Here are SEVEN more steps toward email sanity.
That’s how much I love you–40% more than either of us realized.
Your email life is going to be unrecognizable. This will be like it got a drastic haircut and new glasses at the same time. And we need this. In a talk for Barna Frames Live yesterday, Claire Diaz-Ortiz pointed out, “Our devices can make us feel in control and peaceful or completely distracted and disengaged.”
Before I begin with the tips, let me answer your key question at this juncture, “Who are you to tell me what to do with my email account anyway?”
Well, first, I went a year not only without email but without electricity (you can read about that in our book). I went from that to an eventual U.S. job in communications. It was like switching from a drinking fountain to the proverbial fire hose. I needed to learn some coping mechanisms fast.
So I’ve learned a thing or two. Here you go…
1. Stop kidding yourself.
If you’re going to go back to them, do it, Hot Shot. If not, fess up. Declare email bankruptcy. And clear the decks. (Again, read all about this here.)
2. Set a time for it.
Nobody thinks that email doesn’t take any time. But most of us act like it. I do it in short bursts, generally first thing, at lunch, before leaving work, and sometimes a bit in the evening.
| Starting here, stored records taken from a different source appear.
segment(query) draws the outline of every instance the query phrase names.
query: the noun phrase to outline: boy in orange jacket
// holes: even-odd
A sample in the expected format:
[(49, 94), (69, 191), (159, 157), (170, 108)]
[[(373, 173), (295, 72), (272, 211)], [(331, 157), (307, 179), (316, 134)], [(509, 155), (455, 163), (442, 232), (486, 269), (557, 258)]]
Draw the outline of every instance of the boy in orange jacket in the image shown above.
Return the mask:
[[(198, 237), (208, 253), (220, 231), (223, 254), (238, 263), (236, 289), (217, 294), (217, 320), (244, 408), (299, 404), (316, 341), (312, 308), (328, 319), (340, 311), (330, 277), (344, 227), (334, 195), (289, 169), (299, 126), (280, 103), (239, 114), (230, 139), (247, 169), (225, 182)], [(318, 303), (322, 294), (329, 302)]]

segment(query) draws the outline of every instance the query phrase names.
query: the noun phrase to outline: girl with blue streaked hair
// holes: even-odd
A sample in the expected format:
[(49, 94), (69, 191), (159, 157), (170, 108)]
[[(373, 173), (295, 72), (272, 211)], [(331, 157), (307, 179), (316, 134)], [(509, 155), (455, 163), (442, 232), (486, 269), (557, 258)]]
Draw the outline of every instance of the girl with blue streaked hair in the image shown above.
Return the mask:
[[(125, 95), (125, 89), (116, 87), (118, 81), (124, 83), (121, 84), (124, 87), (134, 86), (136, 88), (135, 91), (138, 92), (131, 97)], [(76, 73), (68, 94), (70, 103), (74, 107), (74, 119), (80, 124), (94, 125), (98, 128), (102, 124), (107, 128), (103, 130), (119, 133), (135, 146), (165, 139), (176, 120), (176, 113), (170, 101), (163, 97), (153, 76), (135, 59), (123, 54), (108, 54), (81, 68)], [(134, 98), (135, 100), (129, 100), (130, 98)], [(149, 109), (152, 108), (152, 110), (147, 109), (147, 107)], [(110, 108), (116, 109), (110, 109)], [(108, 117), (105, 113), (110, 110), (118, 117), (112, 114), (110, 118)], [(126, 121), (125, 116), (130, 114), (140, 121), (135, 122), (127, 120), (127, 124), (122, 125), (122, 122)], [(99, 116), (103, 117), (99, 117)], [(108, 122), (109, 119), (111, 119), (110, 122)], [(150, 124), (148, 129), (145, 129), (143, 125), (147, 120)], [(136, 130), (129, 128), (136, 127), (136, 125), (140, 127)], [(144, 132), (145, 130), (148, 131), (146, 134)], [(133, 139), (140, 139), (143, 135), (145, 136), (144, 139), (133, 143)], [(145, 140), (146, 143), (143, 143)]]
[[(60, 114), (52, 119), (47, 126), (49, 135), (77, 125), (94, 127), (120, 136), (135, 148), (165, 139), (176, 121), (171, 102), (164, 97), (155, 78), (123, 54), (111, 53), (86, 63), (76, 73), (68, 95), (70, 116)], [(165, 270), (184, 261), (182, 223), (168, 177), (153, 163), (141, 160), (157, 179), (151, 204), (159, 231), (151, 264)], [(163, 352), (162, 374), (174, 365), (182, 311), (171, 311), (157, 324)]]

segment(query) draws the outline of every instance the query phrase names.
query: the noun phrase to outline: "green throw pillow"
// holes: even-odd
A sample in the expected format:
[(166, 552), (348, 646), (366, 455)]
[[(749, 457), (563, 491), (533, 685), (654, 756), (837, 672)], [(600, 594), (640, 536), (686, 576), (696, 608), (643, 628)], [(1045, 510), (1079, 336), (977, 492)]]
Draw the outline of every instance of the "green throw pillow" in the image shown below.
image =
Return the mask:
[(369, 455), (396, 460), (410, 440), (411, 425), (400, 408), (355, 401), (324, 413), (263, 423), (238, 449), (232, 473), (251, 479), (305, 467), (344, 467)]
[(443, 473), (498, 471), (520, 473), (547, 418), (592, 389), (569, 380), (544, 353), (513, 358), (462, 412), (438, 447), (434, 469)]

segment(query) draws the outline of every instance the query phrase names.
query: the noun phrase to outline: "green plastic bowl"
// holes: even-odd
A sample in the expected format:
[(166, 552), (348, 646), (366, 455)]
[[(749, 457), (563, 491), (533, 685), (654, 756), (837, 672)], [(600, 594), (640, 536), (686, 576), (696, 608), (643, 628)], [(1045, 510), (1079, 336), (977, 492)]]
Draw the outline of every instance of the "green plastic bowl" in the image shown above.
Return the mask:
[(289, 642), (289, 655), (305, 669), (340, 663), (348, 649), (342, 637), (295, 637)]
3. Do email on your phone.
You type less. You delete more. You take advantage of little gaps in your day. Win-win-win.
4. Get Mailbox.
This slick little app is what you need for processing your Gmail on your phone. It’s efficient and even a little fun…or at least more concretely satisfying. You swipe to trash or archive, making it much harder to kid yourself about needing that message. I think the muscle memory of swiping makes it more of a habit than clicking with a mouse or even a keyboard shortcut. Which takes us to…
5. Take a shortcut.
I’m not a fanatic user of keyboard shortcuts, but the few I use do save me time. You can find them using your Google Machine 3000. I printed them out and posted them at my desk.
6. Lose the folders.
I have no folders in Gmail, just Archive and Trash. You can search for that message from Zach or that thing about your kid’s science fair. That’s what search is for. At work, I just have Trash, Keep It (i.e. Archive), and a couple that are barely used (Story Ideas and Portfolio).
7. Unsubscribe and show no mercy.
Look back at your last month of email and unsubscribe from all that stuff you don’t really care about. It’s mental clutter. You are not really caring about that many things. Those daily deals are not really saving you that much money.
8. Send less email. Can we really all do this one? I mean, seriously.